A) Incorreta: A escolarização influencia diretamente a carreira. Ela dita o nível de classificação inicial de ingresso (A, B, C, D ou E) e fundamenta a concessão do Incentivo à Qualificação quando o servidor possui educação formal superior à exigida para o cargo.
B) Incorreta: O artigo 8º descreve apenas as diretrizes e atribuições gerais da carreira. As atribuições e funções técnico-administrativas específicas de cada cargo não estão esgotadas ali; elas são detalhadas e regulamentadas por Decretos do Poder Executivo e normativas internas de gestão de pessoas de cada IFE.
C) Incorreta: A progressão por mérito profissional não é automática pelo tempo. Ela exige, além do cumprimento do interstício temporal mínimo exigido, que o servidor obtenha um resultado satisfatório em sua avaliação de desempenho institucional periódica.

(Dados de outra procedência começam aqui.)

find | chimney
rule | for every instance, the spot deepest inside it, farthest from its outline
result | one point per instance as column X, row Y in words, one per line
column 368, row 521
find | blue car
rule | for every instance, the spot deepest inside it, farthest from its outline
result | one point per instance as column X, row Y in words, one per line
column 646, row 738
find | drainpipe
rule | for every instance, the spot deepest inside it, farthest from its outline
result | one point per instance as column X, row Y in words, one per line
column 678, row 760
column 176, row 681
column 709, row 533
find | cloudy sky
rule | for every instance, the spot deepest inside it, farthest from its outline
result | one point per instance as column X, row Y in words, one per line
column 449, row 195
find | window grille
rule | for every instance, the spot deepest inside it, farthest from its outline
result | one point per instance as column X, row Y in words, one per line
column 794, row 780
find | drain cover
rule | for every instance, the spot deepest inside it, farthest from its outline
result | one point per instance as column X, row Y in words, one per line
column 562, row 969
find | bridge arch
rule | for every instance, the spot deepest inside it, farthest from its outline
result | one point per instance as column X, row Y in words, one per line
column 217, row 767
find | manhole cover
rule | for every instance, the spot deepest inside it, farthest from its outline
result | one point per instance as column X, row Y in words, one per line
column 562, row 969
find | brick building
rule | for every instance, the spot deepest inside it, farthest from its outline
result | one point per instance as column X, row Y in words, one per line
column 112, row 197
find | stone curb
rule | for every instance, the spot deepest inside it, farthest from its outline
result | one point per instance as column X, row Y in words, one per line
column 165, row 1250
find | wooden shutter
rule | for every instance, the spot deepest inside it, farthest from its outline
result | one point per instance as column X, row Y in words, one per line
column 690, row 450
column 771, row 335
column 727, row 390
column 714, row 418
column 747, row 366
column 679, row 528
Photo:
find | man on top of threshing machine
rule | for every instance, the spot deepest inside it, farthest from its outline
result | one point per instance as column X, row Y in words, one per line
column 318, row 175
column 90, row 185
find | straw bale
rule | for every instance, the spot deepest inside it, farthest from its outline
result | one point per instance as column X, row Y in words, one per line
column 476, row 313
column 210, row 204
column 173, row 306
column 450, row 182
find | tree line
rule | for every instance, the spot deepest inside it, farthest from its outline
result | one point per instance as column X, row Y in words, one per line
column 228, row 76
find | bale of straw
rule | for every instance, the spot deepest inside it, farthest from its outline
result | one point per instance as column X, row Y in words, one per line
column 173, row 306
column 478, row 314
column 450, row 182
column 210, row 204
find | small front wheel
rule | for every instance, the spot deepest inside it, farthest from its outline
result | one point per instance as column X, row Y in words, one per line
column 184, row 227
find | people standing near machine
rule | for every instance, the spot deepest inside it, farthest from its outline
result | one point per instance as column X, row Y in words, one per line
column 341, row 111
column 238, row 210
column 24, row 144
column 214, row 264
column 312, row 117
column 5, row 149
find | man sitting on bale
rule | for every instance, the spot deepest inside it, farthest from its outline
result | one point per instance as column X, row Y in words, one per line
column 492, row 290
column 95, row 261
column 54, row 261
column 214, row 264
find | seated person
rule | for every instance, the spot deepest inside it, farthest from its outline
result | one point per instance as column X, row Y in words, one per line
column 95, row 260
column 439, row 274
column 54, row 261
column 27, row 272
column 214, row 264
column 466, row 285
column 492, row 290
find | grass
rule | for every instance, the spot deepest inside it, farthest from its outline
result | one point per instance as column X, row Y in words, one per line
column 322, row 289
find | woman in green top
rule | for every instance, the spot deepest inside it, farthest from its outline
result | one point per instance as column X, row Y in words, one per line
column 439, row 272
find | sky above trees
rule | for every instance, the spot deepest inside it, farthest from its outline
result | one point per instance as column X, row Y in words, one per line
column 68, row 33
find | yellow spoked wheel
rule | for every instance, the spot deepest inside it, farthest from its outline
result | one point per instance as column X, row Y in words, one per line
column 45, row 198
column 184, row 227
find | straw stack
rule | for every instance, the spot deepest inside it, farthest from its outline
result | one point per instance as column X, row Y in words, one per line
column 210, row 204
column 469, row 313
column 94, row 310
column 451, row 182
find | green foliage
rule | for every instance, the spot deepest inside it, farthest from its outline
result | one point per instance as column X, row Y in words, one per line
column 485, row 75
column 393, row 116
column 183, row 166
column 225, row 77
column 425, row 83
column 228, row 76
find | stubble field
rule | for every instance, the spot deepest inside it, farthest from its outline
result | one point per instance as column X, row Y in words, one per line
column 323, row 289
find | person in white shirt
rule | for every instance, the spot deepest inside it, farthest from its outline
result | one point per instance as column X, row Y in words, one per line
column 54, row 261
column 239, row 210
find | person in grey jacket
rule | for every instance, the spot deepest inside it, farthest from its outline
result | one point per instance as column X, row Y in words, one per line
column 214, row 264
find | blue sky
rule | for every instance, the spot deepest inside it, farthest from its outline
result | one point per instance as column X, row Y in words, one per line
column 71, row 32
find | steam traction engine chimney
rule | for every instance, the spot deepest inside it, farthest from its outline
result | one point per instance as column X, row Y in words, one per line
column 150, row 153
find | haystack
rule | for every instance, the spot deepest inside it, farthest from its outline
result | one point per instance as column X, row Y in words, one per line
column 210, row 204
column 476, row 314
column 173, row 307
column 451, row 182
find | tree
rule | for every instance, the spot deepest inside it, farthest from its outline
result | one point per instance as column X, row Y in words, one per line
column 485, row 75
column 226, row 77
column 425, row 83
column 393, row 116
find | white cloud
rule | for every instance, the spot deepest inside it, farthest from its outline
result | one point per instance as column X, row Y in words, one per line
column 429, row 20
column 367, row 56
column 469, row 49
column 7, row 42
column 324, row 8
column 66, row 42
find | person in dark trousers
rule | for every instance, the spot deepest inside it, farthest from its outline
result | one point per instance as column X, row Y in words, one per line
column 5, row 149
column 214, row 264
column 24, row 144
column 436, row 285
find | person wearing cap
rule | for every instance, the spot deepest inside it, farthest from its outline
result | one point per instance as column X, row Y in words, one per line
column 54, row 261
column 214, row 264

D) Incorreta: O examinador trocou os institutos jurídicos da carreira. O acréscimo percentual ao vencimento básico decorrente da obtenção de títulos formais de educação (graduação, especialização, mestrado ou doutorado) chama-se Incentivo à Qualificação. A Progressão por Capacitação Profissional refere-se à mudança de nível de capacitação obtida por meio de cursos de capacitação de curta ou média duração focados no ambiente organizacional.
Validade da Alternativa E: O servidor público civil sob o regime da Lei nº 8.112/1990 (regime aplicado aos TAEs por força do Art. 1º, § 2º, da Lei nº 11.091/2005) pode possuir outro emprego na iniciativa privada (vínculo celetista/CTPS) ou exercer atividades autônomas, desde que cumpra cumulativamente três requisitos fundamentais:
- Haja compatibilidade de horários com a jornada da instituição federal.
- Não configure conflito de interesses com as atribuições de seu cargo público (Lei nº 12.813/2013).
- Não exerça a gerência ou administração de sociedades privadas (ele pode ser apenas cotista, acionista ou empregado comum) e não esteja submetido ao regime especial de Dedicação Exclusiva (DE — que impede qualquer outra atividade remunerada e é característico da carreira docente, não sendo a regra geral do corpo técnico de 40 horas semanais).
Complementando, uma EC (138/2025) fresquinha sobre o tema acumulação de cargos:
A Emenda Constitucional (EC) nº 138/2025 permite que professores da rede pública acumulem um cargo de magistério com outro cargo público de qualquer natureza. Anteriormente, essa possibilidade era restrita a dois cargos de professor ou a um de professor e outro técnico/científico.